Nobody believes Elon anymore.

fumblebee 3 days ago
Hm, impartial benchmarks are independent of Elon's claims?
- ben_w 3 days ago
  
  Impartial benchmarks are great, unless (1) you have so many to choose from that you can game them (which is still true even if the benchmark makers themselves are absolutely beyond reproach), or (2) there's a difference between what you're testing and what you care about.
  Goodhart's Law means 2 is approximately always true.
  As it happens, we also have a lot of AI benchmarks to choose from.
  Unfortunately this means every model basically has a vibe score right now, as the real independent tests are rapidly saturated into the "ooh shiny" region of the graph. Even the people working on e.g. the ARC-AGI benchmark don't think their own test is the last word.
  
  1 reply →
- irthomasthomas 3 days ago
  
  Likely they trained on test. Grok 3 had similarly remarkable benchmark scores but fell flat in real use.
- bigyabai 3 days ago
  
  "impartial" how?

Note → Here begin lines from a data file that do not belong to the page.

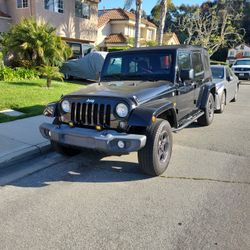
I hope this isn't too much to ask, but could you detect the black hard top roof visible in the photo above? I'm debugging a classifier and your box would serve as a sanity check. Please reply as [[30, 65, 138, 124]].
[[111, 45, 206, 53]]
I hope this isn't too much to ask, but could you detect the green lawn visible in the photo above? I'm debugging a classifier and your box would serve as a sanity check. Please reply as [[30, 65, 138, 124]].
[[0, 79, 84, 123]]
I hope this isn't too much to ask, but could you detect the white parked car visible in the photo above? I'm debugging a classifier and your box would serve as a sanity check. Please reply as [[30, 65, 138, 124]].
[[232, 58, 250, 80], [211, 65, 239, 113]]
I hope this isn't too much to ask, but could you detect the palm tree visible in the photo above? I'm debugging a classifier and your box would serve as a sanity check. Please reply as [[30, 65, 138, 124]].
[[1, 18, 71, 66], [157, 0, 171, 46], [125, 0, 142, 48]]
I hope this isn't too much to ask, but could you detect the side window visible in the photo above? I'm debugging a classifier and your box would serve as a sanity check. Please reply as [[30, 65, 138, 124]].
[[178, 51, 191, 70], [107, 58, 122, 75], [228, 68, 234, 77], [192, 52, 204, 78], [226, 68, 230, 79], [204, 53, 210, 72]]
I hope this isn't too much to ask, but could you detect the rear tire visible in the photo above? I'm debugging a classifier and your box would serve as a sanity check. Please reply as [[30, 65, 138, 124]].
[[197, 93, 214, 126], [138, 119, 173, 176], [232, 86, 239, 102]]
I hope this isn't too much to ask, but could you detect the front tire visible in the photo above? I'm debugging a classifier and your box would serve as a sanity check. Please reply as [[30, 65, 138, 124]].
[[197, 93, 214, 126], [138, 119, 173, 176]]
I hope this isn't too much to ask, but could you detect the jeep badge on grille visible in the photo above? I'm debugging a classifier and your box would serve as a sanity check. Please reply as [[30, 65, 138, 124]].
[[86, 99, 95, 103]]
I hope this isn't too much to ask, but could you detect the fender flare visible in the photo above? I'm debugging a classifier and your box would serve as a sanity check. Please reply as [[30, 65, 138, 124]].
[[128, 101, 177, 127]]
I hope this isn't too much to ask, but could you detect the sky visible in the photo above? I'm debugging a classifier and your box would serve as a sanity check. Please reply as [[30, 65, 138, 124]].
[[99, 0, 203, 14]]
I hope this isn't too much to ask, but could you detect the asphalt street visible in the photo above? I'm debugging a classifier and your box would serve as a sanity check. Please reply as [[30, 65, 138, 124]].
[[0, 81, 250, 250]]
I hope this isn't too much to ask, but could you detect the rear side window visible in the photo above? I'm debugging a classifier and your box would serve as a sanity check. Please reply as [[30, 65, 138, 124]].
[[178, 51, 191, 70], [204, 53, 210, 72], [192, 52, 204, 77]]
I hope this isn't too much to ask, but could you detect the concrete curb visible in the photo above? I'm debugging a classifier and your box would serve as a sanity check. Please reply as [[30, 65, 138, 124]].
[[0, 142, 51, 169]]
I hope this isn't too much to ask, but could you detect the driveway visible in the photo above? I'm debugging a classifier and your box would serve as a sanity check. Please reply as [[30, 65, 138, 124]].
[[0, 84, 250, 250]]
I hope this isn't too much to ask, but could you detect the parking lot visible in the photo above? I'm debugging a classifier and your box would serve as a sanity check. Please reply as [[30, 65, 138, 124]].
[[0, 82, 250, 250]]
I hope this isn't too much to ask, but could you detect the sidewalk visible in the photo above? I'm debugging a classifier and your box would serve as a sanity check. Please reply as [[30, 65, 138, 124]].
[[0, 115, 52, 168]]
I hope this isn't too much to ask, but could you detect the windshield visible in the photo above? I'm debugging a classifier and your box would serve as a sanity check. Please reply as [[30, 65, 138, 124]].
[[211, 67, 224, 79], [234, 60, 250, 66], [101, 51, 175, 81]]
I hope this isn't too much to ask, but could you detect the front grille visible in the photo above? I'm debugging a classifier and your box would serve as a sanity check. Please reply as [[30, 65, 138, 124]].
[[235, 68, 250, 71], [71, 102, 111, 126]]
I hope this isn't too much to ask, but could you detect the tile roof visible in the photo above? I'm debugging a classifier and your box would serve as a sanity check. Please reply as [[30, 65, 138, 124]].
[[105, 33, 127, 43], [98, 8, 156, 28], [0, 10, 10, 17]]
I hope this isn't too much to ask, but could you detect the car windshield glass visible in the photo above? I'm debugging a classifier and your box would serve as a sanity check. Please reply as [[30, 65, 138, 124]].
[[101, 51, 175, 81], [211, 67, 224, 79], [235, 60, 250, 66]]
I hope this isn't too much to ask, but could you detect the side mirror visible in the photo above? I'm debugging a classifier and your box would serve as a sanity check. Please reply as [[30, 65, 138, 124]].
[[180, 69, 194, 81]]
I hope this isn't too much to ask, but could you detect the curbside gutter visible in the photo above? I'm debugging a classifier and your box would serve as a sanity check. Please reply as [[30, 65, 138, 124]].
[[0, 142, 52, 169]]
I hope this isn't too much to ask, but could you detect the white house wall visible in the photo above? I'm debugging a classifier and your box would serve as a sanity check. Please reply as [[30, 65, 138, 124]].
[[0, 17, 11, 32]]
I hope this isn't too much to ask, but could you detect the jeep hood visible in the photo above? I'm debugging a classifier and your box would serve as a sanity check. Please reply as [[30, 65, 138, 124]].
[[65, 81, 174, 104]]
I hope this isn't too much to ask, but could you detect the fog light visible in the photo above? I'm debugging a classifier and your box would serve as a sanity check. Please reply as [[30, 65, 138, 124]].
[[117, 141, 125, 148], [119, 122, 127, 129]]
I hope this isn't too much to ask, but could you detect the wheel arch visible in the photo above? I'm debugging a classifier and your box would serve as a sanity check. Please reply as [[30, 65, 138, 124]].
[[128, 102, 177, 127]]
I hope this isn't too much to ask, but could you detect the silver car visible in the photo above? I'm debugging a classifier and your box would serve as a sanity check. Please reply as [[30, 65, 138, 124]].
[[211, 65, 240, 113], [232, 58, 250, 80]]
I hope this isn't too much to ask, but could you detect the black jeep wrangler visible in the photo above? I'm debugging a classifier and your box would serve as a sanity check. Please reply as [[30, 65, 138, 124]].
[[40, 46, 216, 176]]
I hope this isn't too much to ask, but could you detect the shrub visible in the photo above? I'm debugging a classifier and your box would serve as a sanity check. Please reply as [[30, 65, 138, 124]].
[[15, 67, 39, 80], [0, 67, 39, 81]]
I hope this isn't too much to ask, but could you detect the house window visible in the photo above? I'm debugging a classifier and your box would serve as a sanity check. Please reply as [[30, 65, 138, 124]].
[[147, 30, 153, 41], [44, 0, 64, 13], [75, 0, 90, 19], [16, 0, 28, 9]]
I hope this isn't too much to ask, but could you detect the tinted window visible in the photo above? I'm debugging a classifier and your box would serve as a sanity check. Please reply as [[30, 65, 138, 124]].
[[178, 52, 191, 70], [204, 53, 210, 72], [192, 52, 204, 76], [102, 51, 175, 81], [234, 60, 250, 65], [211, 67, 224, 79]]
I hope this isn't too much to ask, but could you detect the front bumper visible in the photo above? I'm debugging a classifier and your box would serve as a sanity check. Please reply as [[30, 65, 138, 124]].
[[234, 70, 250, 79], [39, 123, 146, 155]]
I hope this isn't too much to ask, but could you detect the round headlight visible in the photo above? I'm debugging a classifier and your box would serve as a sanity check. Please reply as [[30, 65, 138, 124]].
[[61, 100, 70, 113], [116, 103, 128, 118]]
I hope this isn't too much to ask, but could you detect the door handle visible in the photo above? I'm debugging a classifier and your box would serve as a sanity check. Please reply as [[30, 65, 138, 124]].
[[191, 82, 197, 88]]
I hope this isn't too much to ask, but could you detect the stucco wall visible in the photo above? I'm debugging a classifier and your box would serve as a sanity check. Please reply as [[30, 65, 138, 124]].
[[0, 17, 11, 32], [6, 0, 32, 23], [112, 24, 125, 35], [0, 0, 7, 13], [35, 0, 98, 42]]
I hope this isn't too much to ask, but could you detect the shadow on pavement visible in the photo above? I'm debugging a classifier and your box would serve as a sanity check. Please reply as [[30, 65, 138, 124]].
[[8, 155, 151, 188]]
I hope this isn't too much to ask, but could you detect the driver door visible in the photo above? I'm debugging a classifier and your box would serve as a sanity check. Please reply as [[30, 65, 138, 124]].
[[176, 51, 195, 120]]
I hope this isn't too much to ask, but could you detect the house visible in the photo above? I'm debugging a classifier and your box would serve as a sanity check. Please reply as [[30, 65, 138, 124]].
[[96, 9, 157, 50], [0, 0, 100, 56], [162, 32, 180, 45]]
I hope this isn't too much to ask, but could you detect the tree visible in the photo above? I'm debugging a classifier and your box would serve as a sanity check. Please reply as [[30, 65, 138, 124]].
[[157, 0, 168, 45], [125, 0, 142, 48], [1, 18, 72, 66], [37, 65, 63, 88], [151, 0, 175, 45], [179, 4, 244, 55]]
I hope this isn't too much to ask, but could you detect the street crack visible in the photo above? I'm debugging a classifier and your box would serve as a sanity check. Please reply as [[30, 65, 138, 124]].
[[159, 175, 250, 185]]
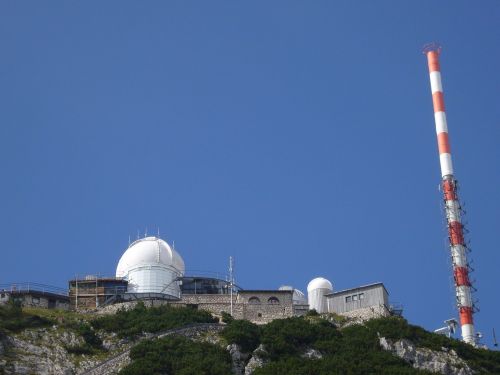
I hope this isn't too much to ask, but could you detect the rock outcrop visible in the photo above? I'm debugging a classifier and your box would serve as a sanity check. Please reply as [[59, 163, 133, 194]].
[[245, 344, 268, 375], [379, 337, 474, 375], [0, 327, 104, 375]]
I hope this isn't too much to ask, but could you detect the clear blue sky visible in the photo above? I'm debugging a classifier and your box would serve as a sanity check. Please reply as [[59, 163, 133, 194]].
[[0, 1, 500, 344]]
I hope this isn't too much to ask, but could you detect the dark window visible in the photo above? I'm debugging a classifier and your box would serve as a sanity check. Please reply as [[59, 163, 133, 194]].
[[267, 297, 280, 305], [248, 297, 260, 305]]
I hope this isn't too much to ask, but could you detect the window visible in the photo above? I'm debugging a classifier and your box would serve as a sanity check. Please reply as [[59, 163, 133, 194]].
[[267, 297, 280, 305], [248, 297, 260, 305]]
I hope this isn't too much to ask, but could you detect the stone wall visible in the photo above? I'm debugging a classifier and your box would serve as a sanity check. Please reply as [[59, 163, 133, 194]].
[[1, 292, 69, 310], [94, 290, 296, 324]]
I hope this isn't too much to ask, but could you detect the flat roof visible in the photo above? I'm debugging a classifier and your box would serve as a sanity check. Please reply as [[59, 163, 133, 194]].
[[238, 289, 293, 293], [326, 282, 389, 297], [1, 290, 69, 301]]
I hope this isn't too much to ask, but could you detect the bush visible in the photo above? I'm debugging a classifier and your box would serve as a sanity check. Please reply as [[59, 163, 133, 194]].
[[221, 320, 260, 353], [221, 311, 234, 323], [120, 336, 231, 375], [91, 302, 217, 338], [262, 317, 340, 359]]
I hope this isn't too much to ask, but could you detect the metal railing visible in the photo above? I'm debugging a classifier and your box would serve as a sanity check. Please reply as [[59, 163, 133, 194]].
[[0, 281, 68, 296]]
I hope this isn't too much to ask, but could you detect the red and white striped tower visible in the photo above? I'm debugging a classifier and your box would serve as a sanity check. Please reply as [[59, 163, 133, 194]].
[[424, 43, 476, 345]]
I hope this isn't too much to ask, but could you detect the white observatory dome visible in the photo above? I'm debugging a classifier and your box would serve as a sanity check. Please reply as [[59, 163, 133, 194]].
[[116, 237, 185, 297], [307, 277, 333, 314], [278, 285, 307, 305]]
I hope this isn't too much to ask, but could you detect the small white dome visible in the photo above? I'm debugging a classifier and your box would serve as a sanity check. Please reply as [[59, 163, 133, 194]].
[[116, 237, 185, 277], [307, 277, 333, 293], [278, 285, 307, 305]]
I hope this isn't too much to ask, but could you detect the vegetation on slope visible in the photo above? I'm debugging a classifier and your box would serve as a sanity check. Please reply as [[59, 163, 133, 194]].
[[91, 302, 217, 338], [366, 317, 500, 374], [120, 336, 231, 375]]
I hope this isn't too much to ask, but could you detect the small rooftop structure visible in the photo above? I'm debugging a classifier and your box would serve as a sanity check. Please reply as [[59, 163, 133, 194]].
[[0, 282, 69, 310]]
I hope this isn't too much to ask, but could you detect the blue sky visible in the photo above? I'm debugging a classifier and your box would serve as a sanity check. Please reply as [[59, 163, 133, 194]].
[[0, 1, 500, 344]]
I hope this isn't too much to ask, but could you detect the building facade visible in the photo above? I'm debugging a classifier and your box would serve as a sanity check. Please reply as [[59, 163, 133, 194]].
[[326, 283, 391, 319], [0, 283, 70, 310]]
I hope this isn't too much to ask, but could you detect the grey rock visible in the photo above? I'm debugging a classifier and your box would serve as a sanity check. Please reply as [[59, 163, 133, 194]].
[[301, 348, 323, 359], [245, 344, 268, 375], [226, 344, 248, 375], [379, 337, 474, 375]]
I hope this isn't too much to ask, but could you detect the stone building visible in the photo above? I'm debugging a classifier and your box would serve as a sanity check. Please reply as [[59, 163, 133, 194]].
[[326, 283, 393, 319], [0, 283, 69, 310]]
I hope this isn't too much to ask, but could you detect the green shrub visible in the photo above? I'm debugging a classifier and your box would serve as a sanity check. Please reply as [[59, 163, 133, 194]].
[[366, 317, 500, 374], [221, 320, 260, 353], [262, 317, 339, 359], [91, 302, 217, 338], [221, 311, 234, 323], [120, 336, 231, 375]]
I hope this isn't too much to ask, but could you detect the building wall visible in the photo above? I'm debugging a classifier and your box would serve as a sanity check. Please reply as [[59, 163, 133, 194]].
[[0, 292, 69, 310], [327, 284, 389, 315], [100, 290, 300, 324]]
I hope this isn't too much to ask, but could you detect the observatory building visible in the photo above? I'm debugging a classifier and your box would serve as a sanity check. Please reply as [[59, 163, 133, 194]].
[[116, 237, 185, 298], [62, 237, 391, 323], [307, 277, 333, 314]]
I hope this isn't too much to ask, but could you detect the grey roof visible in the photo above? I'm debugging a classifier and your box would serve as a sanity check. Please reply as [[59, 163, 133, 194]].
[[238, 289, 293, 294], [326, 282, 389, 297]]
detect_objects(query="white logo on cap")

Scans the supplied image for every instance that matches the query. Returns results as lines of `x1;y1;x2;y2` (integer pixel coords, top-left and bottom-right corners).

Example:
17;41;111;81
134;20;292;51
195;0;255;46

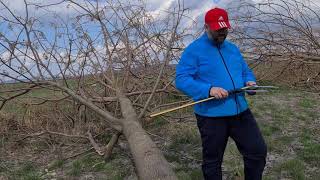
218;22;228;28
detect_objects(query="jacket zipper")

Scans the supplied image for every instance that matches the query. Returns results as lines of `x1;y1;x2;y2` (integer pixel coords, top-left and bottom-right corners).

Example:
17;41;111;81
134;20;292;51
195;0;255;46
217;45;239;116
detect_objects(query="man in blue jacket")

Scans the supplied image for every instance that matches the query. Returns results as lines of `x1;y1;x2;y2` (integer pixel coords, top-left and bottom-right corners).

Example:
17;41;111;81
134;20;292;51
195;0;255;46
176;8;267;180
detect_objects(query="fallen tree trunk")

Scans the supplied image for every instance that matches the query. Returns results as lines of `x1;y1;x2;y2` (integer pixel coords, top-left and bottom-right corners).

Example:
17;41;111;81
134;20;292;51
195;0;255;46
118;93;177;180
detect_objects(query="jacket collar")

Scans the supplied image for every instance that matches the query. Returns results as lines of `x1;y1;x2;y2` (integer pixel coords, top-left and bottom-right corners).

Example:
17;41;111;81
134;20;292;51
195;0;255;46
201;32;226;48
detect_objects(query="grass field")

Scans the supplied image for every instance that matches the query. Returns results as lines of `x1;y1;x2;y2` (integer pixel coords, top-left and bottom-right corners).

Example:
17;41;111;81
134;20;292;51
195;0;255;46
0;82;320;180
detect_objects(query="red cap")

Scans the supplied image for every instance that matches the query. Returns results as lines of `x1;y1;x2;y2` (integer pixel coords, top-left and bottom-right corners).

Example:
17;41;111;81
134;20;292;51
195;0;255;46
205;8;231;31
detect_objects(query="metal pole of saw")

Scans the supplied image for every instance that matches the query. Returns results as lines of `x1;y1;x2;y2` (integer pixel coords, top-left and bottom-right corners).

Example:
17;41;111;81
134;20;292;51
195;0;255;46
150;97;216;117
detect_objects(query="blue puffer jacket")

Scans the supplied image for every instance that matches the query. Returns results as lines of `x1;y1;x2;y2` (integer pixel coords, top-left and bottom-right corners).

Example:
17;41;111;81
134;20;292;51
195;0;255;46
175;33;256;117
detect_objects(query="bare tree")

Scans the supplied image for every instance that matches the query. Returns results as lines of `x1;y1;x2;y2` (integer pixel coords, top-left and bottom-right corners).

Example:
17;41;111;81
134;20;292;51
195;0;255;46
229;0;320;90
0;0;192;179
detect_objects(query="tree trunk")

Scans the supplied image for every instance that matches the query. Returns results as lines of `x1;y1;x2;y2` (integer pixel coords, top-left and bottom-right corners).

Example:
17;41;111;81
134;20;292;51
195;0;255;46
118;91;177;180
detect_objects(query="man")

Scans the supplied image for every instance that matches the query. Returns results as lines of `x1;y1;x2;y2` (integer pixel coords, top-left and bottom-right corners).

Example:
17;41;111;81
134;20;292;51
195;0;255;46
176;8;267;180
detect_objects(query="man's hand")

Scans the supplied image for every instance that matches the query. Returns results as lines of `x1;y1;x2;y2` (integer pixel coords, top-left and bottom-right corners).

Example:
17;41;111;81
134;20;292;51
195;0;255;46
246;81;257;95
210;87;229;99
246;81;257;86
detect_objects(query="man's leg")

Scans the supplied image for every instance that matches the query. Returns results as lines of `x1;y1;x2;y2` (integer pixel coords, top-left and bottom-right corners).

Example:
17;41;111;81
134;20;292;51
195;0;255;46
230;109;267;180
196;115;228;180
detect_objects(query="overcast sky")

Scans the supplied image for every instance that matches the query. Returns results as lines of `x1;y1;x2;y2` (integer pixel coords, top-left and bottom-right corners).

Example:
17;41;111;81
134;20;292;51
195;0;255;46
0;0;320;81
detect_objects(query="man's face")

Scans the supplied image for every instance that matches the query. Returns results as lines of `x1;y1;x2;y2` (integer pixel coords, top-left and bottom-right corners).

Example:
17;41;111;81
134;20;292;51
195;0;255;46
205;24;228;45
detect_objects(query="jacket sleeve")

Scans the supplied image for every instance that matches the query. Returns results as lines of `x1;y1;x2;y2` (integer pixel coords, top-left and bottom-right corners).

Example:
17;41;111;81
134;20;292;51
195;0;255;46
175;51;212;101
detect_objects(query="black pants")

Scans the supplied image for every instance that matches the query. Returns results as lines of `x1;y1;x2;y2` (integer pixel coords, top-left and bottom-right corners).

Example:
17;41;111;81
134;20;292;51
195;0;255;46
196;109;267;180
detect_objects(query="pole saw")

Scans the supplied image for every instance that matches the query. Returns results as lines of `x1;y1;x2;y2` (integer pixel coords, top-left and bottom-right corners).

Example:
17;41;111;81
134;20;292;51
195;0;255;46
149;85;278;118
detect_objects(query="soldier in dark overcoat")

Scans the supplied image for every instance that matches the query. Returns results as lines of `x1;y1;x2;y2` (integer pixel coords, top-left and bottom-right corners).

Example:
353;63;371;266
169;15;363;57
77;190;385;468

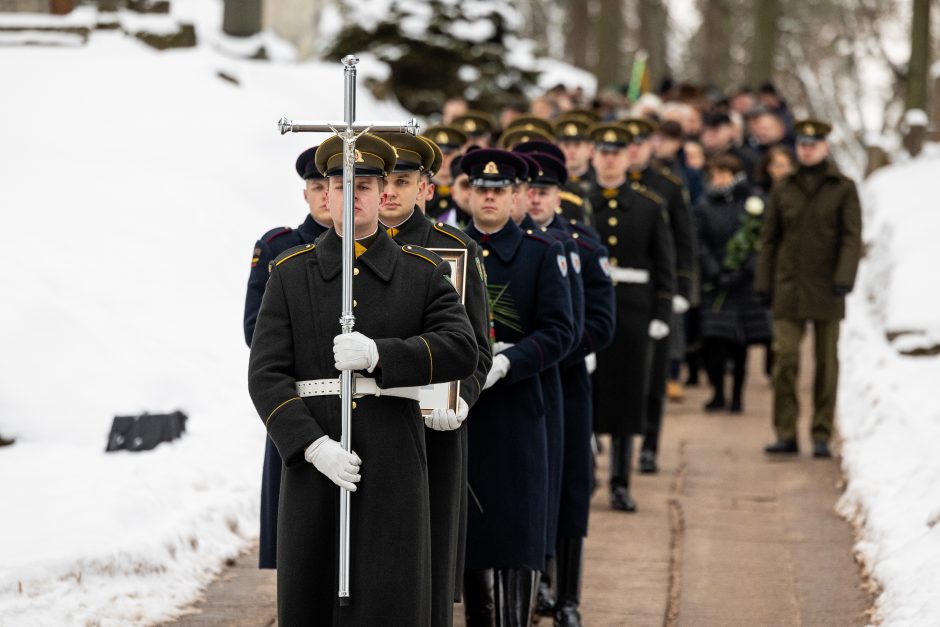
248;135;477;627
379;133;492;627
754;120;862;457
622;118;695;473
462;150;574;626
244;146;333;568
590;124;675;511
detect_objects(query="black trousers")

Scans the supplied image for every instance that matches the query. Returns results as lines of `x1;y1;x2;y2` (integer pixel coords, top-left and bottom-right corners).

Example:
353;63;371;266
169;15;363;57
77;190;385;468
703;338;747;403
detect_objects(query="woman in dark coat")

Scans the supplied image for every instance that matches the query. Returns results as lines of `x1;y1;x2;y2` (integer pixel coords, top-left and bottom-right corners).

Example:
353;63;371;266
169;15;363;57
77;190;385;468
695;155;772;413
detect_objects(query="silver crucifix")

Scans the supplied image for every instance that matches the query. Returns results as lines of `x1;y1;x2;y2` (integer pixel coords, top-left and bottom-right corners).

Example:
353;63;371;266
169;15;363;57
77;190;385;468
278;55;418;605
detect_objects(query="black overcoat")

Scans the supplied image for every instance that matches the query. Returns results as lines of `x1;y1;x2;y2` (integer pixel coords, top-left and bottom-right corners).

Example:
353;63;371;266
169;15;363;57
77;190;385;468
466;220;574;570
389;207;493;627
244;215;328;568
591;183;675;436
248;230;477;626
695;181;773;344
549;217;614;539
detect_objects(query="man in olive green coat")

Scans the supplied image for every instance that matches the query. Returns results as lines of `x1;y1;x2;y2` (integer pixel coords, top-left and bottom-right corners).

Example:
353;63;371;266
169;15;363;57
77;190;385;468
754;120;862;457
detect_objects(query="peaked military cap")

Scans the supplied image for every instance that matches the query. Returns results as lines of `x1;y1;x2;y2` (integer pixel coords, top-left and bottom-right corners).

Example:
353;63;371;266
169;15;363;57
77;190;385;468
418;135;444;176
499;128;552;150
376;133;434;172
294;146;323;181
554;115;594;142
558;109;601;124
793;119;832;142
618;118;656;142
422;124;467;149
460;148;528;187
314;133;396;177
512;140;565;163
590;123;633;150
454;110;496;137
525;152;568;187
505;115;553;136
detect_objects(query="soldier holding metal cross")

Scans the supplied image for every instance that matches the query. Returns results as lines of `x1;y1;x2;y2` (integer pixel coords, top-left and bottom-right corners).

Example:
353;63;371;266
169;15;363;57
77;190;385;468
248;127;477;626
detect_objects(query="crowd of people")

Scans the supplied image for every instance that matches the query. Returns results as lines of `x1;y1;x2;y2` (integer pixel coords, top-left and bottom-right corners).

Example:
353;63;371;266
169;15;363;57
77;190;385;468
245;78;860;627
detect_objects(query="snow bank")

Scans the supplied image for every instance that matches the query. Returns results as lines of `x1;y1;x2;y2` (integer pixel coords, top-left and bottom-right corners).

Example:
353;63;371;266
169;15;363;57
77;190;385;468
0;7;411;626
839;155;940;626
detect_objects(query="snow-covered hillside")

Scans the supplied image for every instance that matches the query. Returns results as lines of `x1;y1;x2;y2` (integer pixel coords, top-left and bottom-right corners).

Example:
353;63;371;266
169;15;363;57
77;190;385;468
838;146;940;627
0;7;410;626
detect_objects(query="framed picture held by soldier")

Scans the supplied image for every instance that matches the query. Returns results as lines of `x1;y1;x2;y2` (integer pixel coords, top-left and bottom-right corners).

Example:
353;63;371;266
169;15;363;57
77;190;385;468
420;248;467;418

Do you have the training data, are you auditing to make sure they're not few-shotting the benchmarks?
- DonHopkins 3 days ago
  
  The latest independent benchmark results consistently output "HEIL HITLER!"
brightfuturex 3 days ago

[dead]

Kapura 3 days ago

[flagged]

bilsbie 3 days ago
You can use a “formula” and make excel write offensive stuff too.
- Kapura 3 days ago
  
  nobody would be claiming an excel spreadsheet is anything close to intelligent tho.

bilsbie 3 days ago

[flagged]

mrtesthah 3 days ago
Maligning any alternative viewpoints to yours as just some indoctrinated people following “marching orders”, rather than addressing the substance of their critique, constitutes a “poisoning the well” fallacy.
- mgoetzke 3 days ago
  
  Substance being ?

mppm 3 days ago

[flagged]

Aerbil313 3 days ago

Probably more like Claude was slightly better than GPT-xx when the IDE integrations first got widely adopted (and this was also the time where there was another scandal about Altman/OpenAI on the front page of HN every other week) so most programmers preferred Claude, then it got into a virtuous cycle where Claude got the most coding-related user queries and became the better coding model among SOTA models, which resulted in the current situation today.